4. The registrant’s other certifying officer and I are responsible for establishing and maintaining disclosure controls and procedures (as defined in Exchange Act Rules 13a-15(e) and 15d-15(e)) for the registrant and have:

 

  a. Designed such disclosure controls and procedures, or caused such disclosure controls and procedures to be designed under our supervision, to ensure that material information relating to the registrant, including its consolidated subsidiaries, is made known to us by others within those entities, particularly during the period in which this quarterly report is being prepared;

 

  b. Evaluated the effectiveness of the registrant’s disclosure controls and procedures and presented in this report our conclusions about the effectiveness of the disclosure controls and procedures, as of the end of the period covered by this report based on such evaluation; and

 

  c.

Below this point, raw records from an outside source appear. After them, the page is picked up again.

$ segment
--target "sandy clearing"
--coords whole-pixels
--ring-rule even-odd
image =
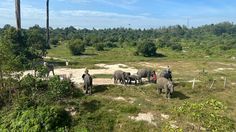
[[[234,68],[217,68],[214,71],[219,72],[219,71],[225,71],[225,70],[234,70]]]
[[[122,70],[125,72],[130,72],[131,74],[137,73],[137,69],[134,67],[129,67],[124,64],[114,64],[114,65],[106,65],[106,64],[96,64],[96,66],[105,68],[105,69],[91,69],[89,70],[89,73],[91,75],[95,74],[113,74],[116,70]],[[56,75],[64,76],[64,77],[70,77],[71,80],[76,84],[80,85],[83,83],[82,75],[85,71],[85,68],[81,69],[72,69],[72,68],[56,68],[54,70]],[[34,75],[33,70],[25,71],[23,73],[23,76],[27,74],[32,74]],[[52,76],[52,73],[50,73],[50,76]],[[93,80],[94,85],[109,85],[109,84],[114,84],[114,81],[112,78],[94,78]]]

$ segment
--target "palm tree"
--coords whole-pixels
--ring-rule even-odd
[[[49,41],[50,41],[50,36],[49,36],[49,0],[46,2],[46,12],[47,12],[47,18],[46,18],[46,25],[47,25],[47,34],[46,34],[46,47],[49,48]]]
[[[15,12],[16,12],[16,29],[21,29],[21,17],[20,17],[20,0],[15,0]]]

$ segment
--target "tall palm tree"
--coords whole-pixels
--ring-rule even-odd
[[[20,0],[15,0],[15,12],[16,12],[16,29],[21,29],[21,17],[20,17]]]
[[[50,36],[49,36],[49,0],[46,2],[46,12],[47,12],[47,18],[46,18],[46,25],[47,25],[47,31],[46,31],[46,47],[49,48],[49,42],[50,42]]]

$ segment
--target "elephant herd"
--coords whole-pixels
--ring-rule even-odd
[[[84,91],[85,94],[92,93],[93,79],[90,74],[88,74],[88,70],[85,70],[85,74],[82,76],[84,80]],[[169,69],[162,71],[159,75],[156,75],[155,71],[150,69],[139,69],[136,74],[131,74],[130,72],[125,72],[122,70],[117,70],[113,74],[114,84],[142,84],[142,78],[148,78],[148,82],[153,82],[157,86],[157,91],[159,94],[162,93],[163,89],[165,90],[166,97],[170,98],[172,93],[174,92],[174,85],[172,82],[172,74]]]
[[[114,72],[113,78],[114,84],[120,82],[125,85],[131,84],[133,81],[135,84],[142,84],[142,78],[147,78],[148,82],[154,82],[157,84],[157,91],[159,94],[161,94],[163,89],[165,89],[166,97],[170,98],[174,92],[172,73],[169,69],[163,70],[159,75],[156,75],[155,71],[151,69],[139,69],[136,74],[117,70]]]

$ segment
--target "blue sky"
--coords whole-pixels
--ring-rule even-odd
[[[15,26],[15,0],[0,1],[0,27]],[[45,27],[46,0],[21,0],[22,27]],[[76,28],[196,27],[236,22],[235,0],[50,0],[50,26]]]

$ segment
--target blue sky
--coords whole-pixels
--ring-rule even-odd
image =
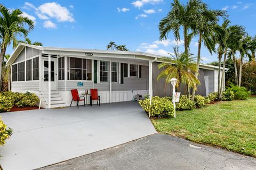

Disclosed in this report any change in the registrant’s internal control over financial reporting that occurred during the registrant’s most recent fiscal quarter (the registrant’s fourth fiscal quarter in the case of an annual report) that has materially affected, or is reasonably likely to materially affect, the registrant’s internal control over financial reporting; and

 

5. The registrant’s other certifying officer and I have disclosed, based on our most recent evaluation of internal control over financial reporting, to the registrant’s auditors and the audit committee of the registrant’s board of directors (or persons performing the equivalent function):

 

  a. All significant deficiencies and material weaknesses in the design or operation of internal control over financial reporting which are reasonably likely to adversely affect the registrant’s ability to record, process, summarize and report financial information; and

 

  b. Any fraud, whether or not material, that involves management or other employees who have a significant role in the registrant’s internal control over financial reporting.

 

Date: November 12, 2004

 

/s/ Brian K. Harrington


Brian K. Harrington

Senior Vice President and

Chief Financial Officer

 

27

EX-32.1 4 dex321.htm SECTION 906 CEO CERTIFICATION Section 906 CEO Certification

EXHIBIT 32.1

 

CERTIFICATIONS

 

Each of the undersigned hereby certifies, pursuant to 18 U.S.C. Section 1350, in his capacity as an officer of SPACEHAB, Incorporated (“SPACEHAB”), that, to the best of his knowledge, the Quarterly Report of SPACEHAB on Form 10-Q for the period ended September 30, 2004, fully complies with the requirements of Section 13(a) or 15(d) of the Securities Exchange Act of 1934 and that the information contained in the Form 10-Q fairly presents, in all material respects, the financial condition and results of operation of SPACEHAB.

 

Date: November 12, 2004

 

/s/ Michael E. Kearney


Michael E. Kearney

President and Chief Executive Officer

 

A signed original of this written statement required by Section 906 has been provided to SPACEHAB, INC. and will be retained by SPACEHAB, INC. and furnished to the Securities and Exchange Commission or its staff upon request.

 

28

EX-32.2 5 dex322.htm SECTION 906 CFO CERTIFICATION Section 906 CFO Certification

EXHIBIT 32.2

 

CERTIFICATIONS

 

Each of the undersigned hereby certifies, pursuant to 18 U.S.C. Section 1350, in his capacity as an officer of SPACEHAB, Incorporated (“SPACEHAB”), that, to the best of her knowledge, the Quarterly Report of SPACEHAB on Form 10-Q for the period ended September 30, 2004, fully complies with the requirements of Section 13(a) or 15(d) of the Securities Exchange Act of 1934 and that the information contained in the Form 10-Q fairly presents, in all material respects, the financial condition and results of operation of SPACEHAB.

 

Date: November 12, 2004

 

/s/ Brian K. Harrington


Brian K. Harrington

Senior Vice President and

Chief Financial Officer

 

A signed original of this written statement required by Section 906 has been provided to SPACEHAB, INC. and will be retained by SPACEHAB, INC. and furnished to the Securities and Exchange Commission or its staff upon request.